Chapitre 1 : L'Université de Genève

Une Université de qualité

Genève a de quoi être fière de son Université. Elle est reconnue sur le plan national et international comme une institution de haute qualité. Elle accueille près de 13'400 étudiantes et étudiants et occupe régulièrement une place parmi les 30 meilleures universités européennes et parmi les 150 meilleures au monde. Le nombre de doctorantes et doctorants (799 Suisses et 1152 étrangers) est un signe de la vitalité de la recherche réalisée en son sein.

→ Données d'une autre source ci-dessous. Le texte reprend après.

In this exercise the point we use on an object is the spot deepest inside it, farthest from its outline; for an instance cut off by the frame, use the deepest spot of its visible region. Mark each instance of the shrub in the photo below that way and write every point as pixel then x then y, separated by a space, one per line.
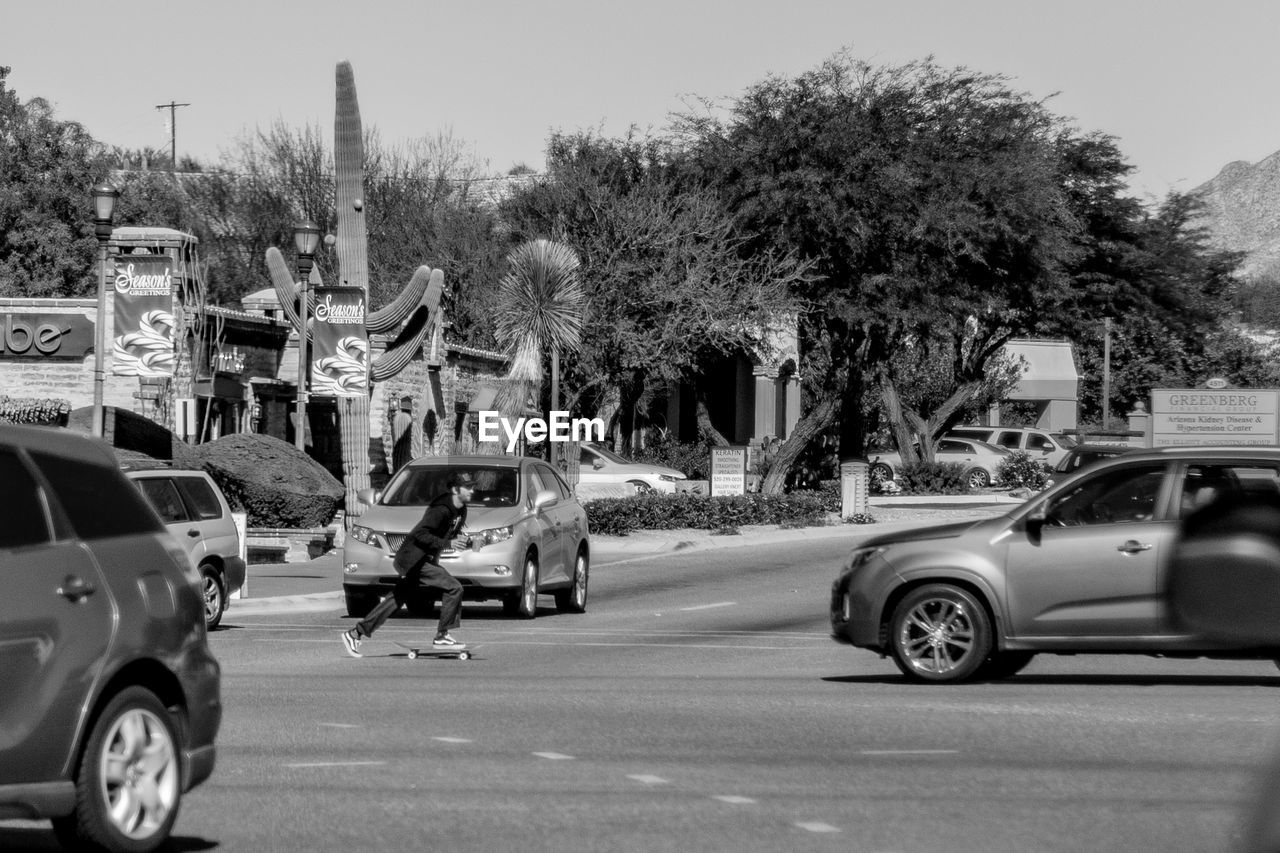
pixel 1019 470
pixel 932 478
pixel 273 482
pixel 618 516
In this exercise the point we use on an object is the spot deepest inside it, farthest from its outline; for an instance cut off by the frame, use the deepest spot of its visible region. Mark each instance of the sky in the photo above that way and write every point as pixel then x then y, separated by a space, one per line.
pixel 1184 86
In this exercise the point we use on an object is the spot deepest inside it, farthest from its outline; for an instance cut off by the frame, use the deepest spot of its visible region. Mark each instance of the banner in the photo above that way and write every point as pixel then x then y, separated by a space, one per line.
pixel 144 343
pixel 339 363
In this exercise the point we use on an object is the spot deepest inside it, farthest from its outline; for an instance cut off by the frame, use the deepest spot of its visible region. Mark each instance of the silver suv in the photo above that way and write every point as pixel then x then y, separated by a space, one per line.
pixel 1078 569
pixel 197 515
pixel 110 696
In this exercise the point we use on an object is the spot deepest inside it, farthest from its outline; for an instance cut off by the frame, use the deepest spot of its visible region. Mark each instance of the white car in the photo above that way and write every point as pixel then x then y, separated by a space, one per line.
pixel 598 465
pixel 978 459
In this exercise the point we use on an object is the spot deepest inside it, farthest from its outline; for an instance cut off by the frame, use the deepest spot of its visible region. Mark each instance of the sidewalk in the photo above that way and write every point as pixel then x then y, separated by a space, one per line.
pixel 316 584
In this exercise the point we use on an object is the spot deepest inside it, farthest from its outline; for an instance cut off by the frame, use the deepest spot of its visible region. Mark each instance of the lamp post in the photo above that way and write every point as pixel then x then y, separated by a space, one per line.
pixel 306 240
pixel 104 205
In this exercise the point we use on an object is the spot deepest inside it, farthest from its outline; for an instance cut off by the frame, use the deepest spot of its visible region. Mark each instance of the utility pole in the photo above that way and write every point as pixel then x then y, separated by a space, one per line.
pixel 173 131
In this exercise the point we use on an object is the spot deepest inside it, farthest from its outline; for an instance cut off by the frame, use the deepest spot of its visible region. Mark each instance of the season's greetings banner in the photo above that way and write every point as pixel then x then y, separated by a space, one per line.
pixel 144 343
pixel 339 365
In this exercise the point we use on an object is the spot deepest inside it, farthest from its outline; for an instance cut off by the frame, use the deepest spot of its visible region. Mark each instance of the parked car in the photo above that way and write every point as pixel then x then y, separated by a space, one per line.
pixel 978 459
pixel 197 515
pixel 1078 569
pixel 112 697
pixel 529 534
pixel 1038 443
pixel 602 465
pixel 1083 456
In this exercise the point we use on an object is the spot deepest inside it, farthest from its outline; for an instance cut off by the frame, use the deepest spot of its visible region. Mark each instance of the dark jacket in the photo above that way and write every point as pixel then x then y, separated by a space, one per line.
pixel 434 532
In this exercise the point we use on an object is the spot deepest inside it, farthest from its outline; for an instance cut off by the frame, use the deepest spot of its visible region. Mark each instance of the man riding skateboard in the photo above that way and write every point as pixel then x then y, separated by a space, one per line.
pixel 416 562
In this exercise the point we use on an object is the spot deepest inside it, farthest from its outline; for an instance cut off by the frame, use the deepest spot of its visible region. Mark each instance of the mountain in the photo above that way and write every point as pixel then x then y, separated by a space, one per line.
pixel 1242 213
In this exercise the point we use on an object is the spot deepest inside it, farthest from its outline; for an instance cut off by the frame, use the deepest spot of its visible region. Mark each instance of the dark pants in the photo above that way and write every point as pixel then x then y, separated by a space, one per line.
pixel 429 575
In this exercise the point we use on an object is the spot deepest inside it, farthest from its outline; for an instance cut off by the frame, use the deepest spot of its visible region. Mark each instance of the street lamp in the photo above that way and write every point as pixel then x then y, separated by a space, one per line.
pixel 306 240
pixel 104 205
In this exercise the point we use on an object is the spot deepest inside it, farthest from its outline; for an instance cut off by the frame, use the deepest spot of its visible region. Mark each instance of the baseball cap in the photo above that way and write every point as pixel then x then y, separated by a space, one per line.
pixel 462 479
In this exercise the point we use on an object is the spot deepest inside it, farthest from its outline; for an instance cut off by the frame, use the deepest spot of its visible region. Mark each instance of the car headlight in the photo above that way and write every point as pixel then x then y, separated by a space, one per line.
pixel 364 534
pixel 492 536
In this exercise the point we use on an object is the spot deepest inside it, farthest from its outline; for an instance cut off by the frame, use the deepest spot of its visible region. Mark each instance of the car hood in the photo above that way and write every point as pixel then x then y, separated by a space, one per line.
pixel 401 519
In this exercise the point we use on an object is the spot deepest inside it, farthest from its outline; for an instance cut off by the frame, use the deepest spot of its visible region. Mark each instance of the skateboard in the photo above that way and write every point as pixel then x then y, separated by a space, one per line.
pixel 461 652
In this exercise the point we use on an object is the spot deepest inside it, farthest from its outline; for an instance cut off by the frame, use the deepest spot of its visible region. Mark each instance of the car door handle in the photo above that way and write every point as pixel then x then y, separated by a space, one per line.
pixel 76 588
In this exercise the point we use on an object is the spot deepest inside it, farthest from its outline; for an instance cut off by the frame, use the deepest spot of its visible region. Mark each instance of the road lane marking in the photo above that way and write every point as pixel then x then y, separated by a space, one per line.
pixel 338 763
pixel 649 780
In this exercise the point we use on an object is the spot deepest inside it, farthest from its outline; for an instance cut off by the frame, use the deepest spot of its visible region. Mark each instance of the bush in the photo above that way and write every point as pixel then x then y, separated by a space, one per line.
pixel 273 482
pixel 932 478
pixel 618 516
pixel 1019 470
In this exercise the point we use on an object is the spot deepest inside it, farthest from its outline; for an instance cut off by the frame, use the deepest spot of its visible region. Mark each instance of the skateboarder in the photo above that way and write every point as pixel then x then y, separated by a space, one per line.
pixel 416 559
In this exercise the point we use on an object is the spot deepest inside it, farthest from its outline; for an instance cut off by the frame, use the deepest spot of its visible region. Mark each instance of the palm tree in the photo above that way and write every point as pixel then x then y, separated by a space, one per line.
pixel 540 305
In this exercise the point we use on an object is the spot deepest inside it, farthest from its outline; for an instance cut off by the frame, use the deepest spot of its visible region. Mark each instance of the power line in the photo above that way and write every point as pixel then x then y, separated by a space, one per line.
pixel 173 131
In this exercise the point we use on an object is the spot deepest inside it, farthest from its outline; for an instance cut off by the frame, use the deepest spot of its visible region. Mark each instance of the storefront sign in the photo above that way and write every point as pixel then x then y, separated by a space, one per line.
pixel 144 343
pixel 1214 416
pixel 728 470
pixel 339 365
pixel 45 336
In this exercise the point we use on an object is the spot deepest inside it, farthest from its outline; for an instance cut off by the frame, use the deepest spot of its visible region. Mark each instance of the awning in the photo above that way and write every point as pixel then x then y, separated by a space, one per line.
pixel 1050 372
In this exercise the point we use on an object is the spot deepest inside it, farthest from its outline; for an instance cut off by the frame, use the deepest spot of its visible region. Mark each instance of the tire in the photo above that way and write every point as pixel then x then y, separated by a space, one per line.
pixel 574 600
pixel 526 602
pixel 360 603
pixel 131 765
pixel 214 592
pixel 940 634
pixel 1005 665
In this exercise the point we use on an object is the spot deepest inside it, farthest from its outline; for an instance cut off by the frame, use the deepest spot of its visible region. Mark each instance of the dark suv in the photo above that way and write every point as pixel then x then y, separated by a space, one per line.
pixel 110 696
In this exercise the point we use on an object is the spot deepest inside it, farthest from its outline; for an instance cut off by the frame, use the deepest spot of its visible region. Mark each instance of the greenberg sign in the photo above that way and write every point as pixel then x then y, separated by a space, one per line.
pixel 45 336
pixel 1214 416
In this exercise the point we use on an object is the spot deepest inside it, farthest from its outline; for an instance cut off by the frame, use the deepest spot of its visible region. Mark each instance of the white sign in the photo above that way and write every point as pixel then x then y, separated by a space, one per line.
pixel 728 470
pixel 1214 416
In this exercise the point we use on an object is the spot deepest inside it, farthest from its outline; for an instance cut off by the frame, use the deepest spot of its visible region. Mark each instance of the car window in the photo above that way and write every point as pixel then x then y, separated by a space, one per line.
pixel 201 500
pixel 22 510
pixel 97 500
pixel 1038 442
pixel 1119 496
pixel 164 497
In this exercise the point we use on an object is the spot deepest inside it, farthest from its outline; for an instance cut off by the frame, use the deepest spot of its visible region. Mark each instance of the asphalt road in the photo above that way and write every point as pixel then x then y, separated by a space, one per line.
pixel 699 705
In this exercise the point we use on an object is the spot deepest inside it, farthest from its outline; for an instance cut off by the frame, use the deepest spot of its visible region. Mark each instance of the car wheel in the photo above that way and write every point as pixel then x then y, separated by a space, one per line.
pixel 214 593
pixel 574 600
pixel 526 605
pixel 1005 665
pixel 940 633
pixel 128 785
pixel 360 603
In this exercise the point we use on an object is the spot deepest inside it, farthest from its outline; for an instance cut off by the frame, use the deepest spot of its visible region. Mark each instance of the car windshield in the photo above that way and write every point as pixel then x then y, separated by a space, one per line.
pixel 420 484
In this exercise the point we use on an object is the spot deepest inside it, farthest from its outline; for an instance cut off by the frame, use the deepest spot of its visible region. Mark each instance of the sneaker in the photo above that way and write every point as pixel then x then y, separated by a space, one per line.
pixel 351 642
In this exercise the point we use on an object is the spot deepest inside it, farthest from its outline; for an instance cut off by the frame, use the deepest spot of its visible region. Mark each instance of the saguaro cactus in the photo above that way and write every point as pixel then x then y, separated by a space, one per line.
pixel 411 313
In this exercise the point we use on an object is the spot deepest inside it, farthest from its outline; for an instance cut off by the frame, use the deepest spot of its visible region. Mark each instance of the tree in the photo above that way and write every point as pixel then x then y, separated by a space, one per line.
pixel 48 169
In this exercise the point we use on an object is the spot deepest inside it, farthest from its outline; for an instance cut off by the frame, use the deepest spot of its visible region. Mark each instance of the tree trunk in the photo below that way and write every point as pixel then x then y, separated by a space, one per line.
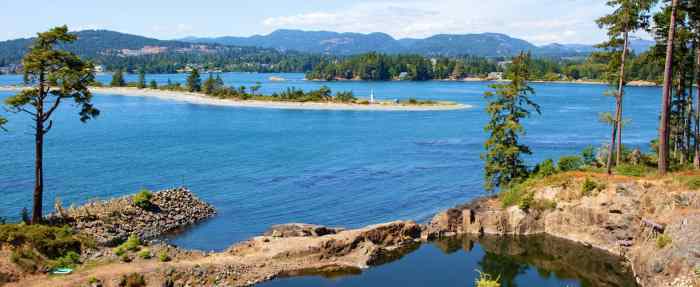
pixel 696 161
pixel 611 147
pixel 666 98
pixel 37 210
pixel 620 94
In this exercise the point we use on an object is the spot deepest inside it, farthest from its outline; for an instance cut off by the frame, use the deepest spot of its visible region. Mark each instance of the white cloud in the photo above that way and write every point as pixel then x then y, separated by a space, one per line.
pixel 539 21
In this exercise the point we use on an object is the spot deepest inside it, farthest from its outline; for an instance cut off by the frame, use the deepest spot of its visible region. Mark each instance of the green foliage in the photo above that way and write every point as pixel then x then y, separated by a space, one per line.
pixel 143 199
pixel 163 256
pixel 132 244
pixel 632 170
pixel 485 280
pixel 589 157
pixel 26 259
pixel 194 81
pixel 506 108
pixel 69 260
pixel 141 84
pixel 663 240
pixel 693 183
pixel 589 186
pixel 53 242
pixel 132 280
pixel 118 79
pixel 570 163
pixel 544 169
pixel 145 254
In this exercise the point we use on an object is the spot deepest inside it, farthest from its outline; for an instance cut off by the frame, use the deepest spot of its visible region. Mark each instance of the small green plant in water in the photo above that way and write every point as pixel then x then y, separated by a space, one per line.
pixel 663 240
pixel 485 280
pixel 143 198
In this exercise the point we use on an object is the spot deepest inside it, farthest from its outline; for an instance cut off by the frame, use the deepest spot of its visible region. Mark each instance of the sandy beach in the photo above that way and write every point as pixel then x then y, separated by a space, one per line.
pixel 198 98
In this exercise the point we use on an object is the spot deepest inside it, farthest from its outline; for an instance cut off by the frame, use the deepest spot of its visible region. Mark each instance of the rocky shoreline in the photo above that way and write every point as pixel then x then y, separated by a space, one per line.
pixel 111 222
pixel 623 217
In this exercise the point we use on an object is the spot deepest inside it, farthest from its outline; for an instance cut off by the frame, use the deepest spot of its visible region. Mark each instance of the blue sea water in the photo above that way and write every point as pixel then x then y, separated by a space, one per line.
pixel 261 167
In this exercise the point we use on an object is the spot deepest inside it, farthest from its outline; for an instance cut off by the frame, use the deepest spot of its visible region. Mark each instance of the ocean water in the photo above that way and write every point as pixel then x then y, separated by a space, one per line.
pixel 261 167
pixel 528 261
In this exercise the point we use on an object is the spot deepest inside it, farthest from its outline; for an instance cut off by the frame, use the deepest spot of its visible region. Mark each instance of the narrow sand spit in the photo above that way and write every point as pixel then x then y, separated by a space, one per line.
pixel 198 98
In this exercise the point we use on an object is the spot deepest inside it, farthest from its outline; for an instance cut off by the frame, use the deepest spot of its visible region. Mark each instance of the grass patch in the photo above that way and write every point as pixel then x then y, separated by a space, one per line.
pixel 143 199
pixel 663 240
pixel 693 183
pixel 485 280
pixel 52 242
pixel 632 170
pixel 132 280
pixel 163 256
pixel 145 254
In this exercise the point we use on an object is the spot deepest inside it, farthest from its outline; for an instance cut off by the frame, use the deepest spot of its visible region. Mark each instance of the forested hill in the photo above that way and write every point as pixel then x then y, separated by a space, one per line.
pixel 119 50
pixel 332 43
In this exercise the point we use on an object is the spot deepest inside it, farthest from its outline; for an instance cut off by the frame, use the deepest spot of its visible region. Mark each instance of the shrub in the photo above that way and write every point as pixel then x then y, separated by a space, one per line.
pixel 145 254
pixel 131 244
pixel 163 256
pixel 570 163
pixel 70 260
pixel 125 258
pixel 693 183
pixel 663 240
pixel 544 204
pixel 132 280
pixel 589 156
pixel 588 187
pixel 26 259
pixel 631 170
pixel 143 198
pixel 545 169
pixel 485 280
pixel 53 242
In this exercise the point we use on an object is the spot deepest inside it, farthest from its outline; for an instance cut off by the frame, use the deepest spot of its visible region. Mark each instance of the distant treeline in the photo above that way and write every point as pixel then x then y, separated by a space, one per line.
pixel 383 67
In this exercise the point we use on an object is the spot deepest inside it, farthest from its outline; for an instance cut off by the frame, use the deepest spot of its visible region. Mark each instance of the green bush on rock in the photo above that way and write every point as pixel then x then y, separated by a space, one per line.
pixel 143 199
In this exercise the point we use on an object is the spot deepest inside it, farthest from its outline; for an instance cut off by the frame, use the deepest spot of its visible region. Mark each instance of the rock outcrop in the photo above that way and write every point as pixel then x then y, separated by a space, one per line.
pixel 111 222
pixel 626 219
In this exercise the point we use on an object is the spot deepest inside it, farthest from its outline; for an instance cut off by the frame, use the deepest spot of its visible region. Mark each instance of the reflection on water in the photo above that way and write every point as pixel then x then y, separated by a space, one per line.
pixel 520 261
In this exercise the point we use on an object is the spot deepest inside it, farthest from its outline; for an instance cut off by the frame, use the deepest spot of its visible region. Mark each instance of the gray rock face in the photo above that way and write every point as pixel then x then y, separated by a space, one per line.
pixel 112 222
pixel 300 230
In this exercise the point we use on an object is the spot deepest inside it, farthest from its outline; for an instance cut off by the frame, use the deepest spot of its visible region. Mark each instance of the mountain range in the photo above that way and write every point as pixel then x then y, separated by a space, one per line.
pixel 333 43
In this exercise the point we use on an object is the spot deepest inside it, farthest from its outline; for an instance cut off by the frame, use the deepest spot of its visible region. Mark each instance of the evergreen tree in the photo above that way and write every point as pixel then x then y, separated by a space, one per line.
pixel 194 82
pixel 507 107
pixel 142 79
pixel 628 16
pixel 666 96
pixel 118 79
pixel 209 85
pixel 45 65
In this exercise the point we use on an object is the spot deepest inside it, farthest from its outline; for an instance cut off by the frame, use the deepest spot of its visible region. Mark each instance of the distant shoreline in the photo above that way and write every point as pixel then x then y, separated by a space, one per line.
pixel 202 99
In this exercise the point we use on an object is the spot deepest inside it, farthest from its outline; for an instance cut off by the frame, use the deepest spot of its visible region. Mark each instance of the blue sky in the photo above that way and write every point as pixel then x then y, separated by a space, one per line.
pixel 538 21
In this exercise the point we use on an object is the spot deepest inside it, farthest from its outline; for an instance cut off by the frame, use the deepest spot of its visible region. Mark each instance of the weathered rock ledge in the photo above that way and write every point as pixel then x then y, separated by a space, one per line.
pixel 111 222
pixel 624 218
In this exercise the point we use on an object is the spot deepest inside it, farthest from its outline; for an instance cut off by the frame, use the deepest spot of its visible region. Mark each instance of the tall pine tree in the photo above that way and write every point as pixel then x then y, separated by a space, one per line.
pixel 507 107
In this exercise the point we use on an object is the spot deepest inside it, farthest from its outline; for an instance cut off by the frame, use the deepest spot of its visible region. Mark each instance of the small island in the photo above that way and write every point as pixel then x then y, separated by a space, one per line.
pixel 291 98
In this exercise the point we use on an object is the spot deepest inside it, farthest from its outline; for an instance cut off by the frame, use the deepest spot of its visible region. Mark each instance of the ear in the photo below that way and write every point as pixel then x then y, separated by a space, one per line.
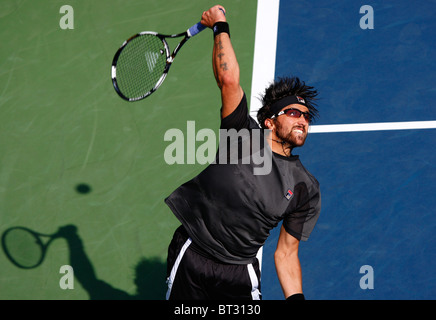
pixel 269 124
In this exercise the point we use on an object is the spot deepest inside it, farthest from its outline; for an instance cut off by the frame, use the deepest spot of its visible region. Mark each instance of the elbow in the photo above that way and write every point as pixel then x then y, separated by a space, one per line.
pixel 228 81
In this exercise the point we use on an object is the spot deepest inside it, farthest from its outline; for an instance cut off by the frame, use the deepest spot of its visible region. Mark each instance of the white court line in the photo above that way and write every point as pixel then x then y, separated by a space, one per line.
pixel 264 60
pixel 265 45
pixel 378 126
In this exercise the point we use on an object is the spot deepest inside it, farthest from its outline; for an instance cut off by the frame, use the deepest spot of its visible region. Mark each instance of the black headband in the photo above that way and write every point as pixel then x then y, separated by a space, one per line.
pixel 286 101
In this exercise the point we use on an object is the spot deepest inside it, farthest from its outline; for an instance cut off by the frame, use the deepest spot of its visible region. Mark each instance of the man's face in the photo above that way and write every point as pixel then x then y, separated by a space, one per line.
pixel 292 130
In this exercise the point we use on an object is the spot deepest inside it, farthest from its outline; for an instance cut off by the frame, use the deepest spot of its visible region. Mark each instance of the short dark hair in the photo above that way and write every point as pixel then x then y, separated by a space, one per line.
pixel 283 87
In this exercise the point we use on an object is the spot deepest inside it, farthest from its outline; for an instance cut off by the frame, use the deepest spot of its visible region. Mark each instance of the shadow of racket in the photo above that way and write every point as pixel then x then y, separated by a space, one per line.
pixel 25 248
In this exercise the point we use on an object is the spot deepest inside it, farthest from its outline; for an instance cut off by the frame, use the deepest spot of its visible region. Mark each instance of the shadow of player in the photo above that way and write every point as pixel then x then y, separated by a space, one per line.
pixel 149 273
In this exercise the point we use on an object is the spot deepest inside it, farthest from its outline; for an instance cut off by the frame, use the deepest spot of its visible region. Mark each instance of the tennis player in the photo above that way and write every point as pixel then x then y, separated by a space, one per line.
pixel 226 211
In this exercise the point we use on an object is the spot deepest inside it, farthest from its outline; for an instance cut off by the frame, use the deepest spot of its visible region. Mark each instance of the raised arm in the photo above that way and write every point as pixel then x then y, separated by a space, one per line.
pixel 225 65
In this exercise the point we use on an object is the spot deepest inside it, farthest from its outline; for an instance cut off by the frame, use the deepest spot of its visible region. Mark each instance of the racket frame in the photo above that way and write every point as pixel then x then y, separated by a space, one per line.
pixel 169 58
pixel 38 240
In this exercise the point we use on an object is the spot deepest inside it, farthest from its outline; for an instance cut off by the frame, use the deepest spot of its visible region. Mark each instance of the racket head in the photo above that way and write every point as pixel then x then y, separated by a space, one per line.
pixel 23 247
pixel 140 65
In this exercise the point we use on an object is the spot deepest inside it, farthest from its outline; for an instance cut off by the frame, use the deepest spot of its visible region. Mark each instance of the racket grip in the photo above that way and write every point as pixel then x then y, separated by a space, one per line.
pixel 197 28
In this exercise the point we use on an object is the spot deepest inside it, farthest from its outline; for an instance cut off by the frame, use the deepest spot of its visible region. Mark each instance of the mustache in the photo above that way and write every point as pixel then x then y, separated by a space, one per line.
pixel 302 128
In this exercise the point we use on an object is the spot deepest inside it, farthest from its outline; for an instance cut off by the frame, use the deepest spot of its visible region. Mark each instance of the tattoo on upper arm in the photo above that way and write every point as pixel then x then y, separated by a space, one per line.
pixel 224 66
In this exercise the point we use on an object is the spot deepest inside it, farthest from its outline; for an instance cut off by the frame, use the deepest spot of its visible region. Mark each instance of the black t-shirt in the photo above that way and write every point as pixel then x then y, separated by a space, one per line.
pixel 228 210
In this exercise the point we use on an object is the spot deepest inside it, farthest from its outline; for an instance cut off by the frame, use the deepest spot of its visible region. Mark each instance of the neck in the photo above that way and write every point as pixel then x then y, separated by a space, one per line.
pixel 278 146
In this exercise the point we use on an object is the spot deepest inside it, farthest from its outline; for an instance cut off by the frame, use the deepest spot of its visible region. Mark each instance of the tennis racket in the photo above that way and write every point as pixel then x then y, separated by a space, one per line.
pixel 25 248
pixel 141 64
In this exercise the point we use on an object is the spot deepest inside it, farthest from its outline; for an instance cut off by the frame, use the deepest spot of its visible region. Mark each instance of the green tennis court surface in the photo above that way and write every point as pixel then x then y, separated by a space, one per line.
pixel 74 153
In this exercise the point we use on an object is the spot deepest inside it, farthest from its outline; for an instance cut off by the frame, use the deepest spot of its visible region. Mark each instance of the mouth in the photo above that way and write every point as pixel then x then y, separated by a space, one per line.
pixel 298 130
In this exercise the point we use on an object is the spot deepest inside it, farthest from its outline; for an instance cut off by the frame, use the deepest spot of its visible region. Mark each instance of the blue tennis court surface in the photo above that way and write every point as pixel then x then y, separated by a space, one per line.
pixel 377 187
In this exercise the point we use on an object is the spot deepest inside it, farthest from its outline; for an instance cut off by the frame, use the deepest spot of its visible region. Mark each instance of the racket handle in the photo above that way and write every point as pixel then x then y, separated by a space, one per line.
pixel 197 28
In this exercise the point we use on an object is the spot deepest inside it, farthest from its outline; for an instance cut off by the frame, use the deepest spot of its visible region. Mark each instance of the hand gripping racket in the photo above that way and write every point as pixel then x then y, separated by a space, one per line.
pixel 24 247
pixel 141 64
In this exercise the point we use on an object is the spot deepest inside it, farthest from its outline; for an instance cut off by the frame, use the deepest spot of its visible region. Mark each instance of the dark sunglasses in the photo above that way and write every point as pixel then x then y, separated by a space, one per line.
pixel 294 113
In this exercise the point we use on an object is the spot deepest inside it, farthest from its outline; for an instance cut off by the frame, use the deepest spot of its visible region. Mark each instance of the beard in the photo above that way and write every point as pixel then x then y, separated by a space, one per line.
pixel 291 138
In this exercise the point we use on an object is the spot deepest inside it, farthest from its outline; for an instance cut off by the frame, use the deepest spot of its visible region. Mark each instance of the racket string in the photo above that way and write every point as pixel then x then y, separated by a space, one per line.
pixel 140 65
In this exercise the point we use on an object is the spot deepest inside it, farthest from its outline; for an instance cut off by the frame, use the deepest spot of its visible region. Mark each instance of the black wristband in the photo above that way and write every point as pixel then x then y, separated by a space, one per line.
pixel 220 27
pixel 297 296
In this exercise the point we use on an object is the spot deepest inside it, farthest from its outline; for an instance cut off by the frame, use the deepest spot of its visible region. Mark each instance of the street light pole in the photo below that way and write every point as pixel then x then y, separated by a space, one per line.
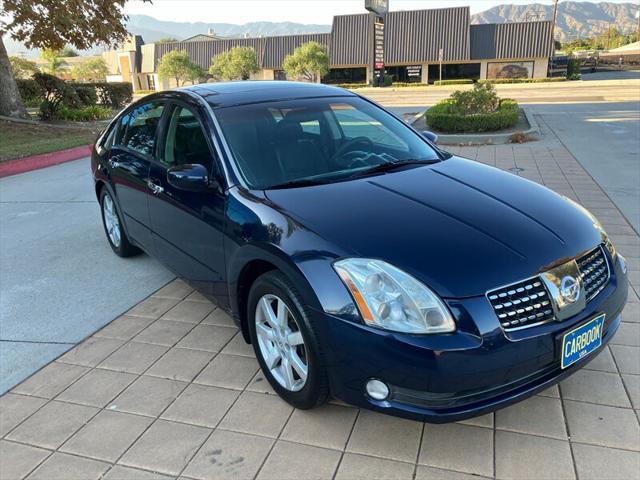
pixel 553 35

D’autres indicateurs démontrent davantage encore la reconnaissance dont jouit l’activité scientifique de l’Université de Genève. Elle occupe en Suisse la troisième position (derrière l’Ecole polytechnique de Zurich et l’Université de la même ville) en nombre de publications internationales reconnues et elle est la première université généraliste en terme d’audience et d’impact de ses publications scientifiques. Dans le domaine du financement de la recherche, l’Université témoigne d’une haute compétitivité. Le Fonds national de la recherche scientifique lui accorde depuis plusieurs années, de toutes les hautes écoles suisses, le montant le plus élevé de subsides1. Pour trois pôles nationaux de recherche (émotions, génétique du développement, nouveaux matériaux), l’Université de Genève a été désignée comme responsable primaire (leading house) et elle participe à de nombreux autres pôles.

Elle est également leader de sept projets attribués par les autorités de l’Union européenne, dans le cadre du 6e Programme-cadre de recherche et développement technologique, et participe en outre à 110 projets2.

1 Environ 60 millions de francs en 2005 et en 2006.

2 Les subsides générés par la participation au 6ePCRD se montent à environ 35 millions de francs, dont près de 9 millions pour la seule année 2006.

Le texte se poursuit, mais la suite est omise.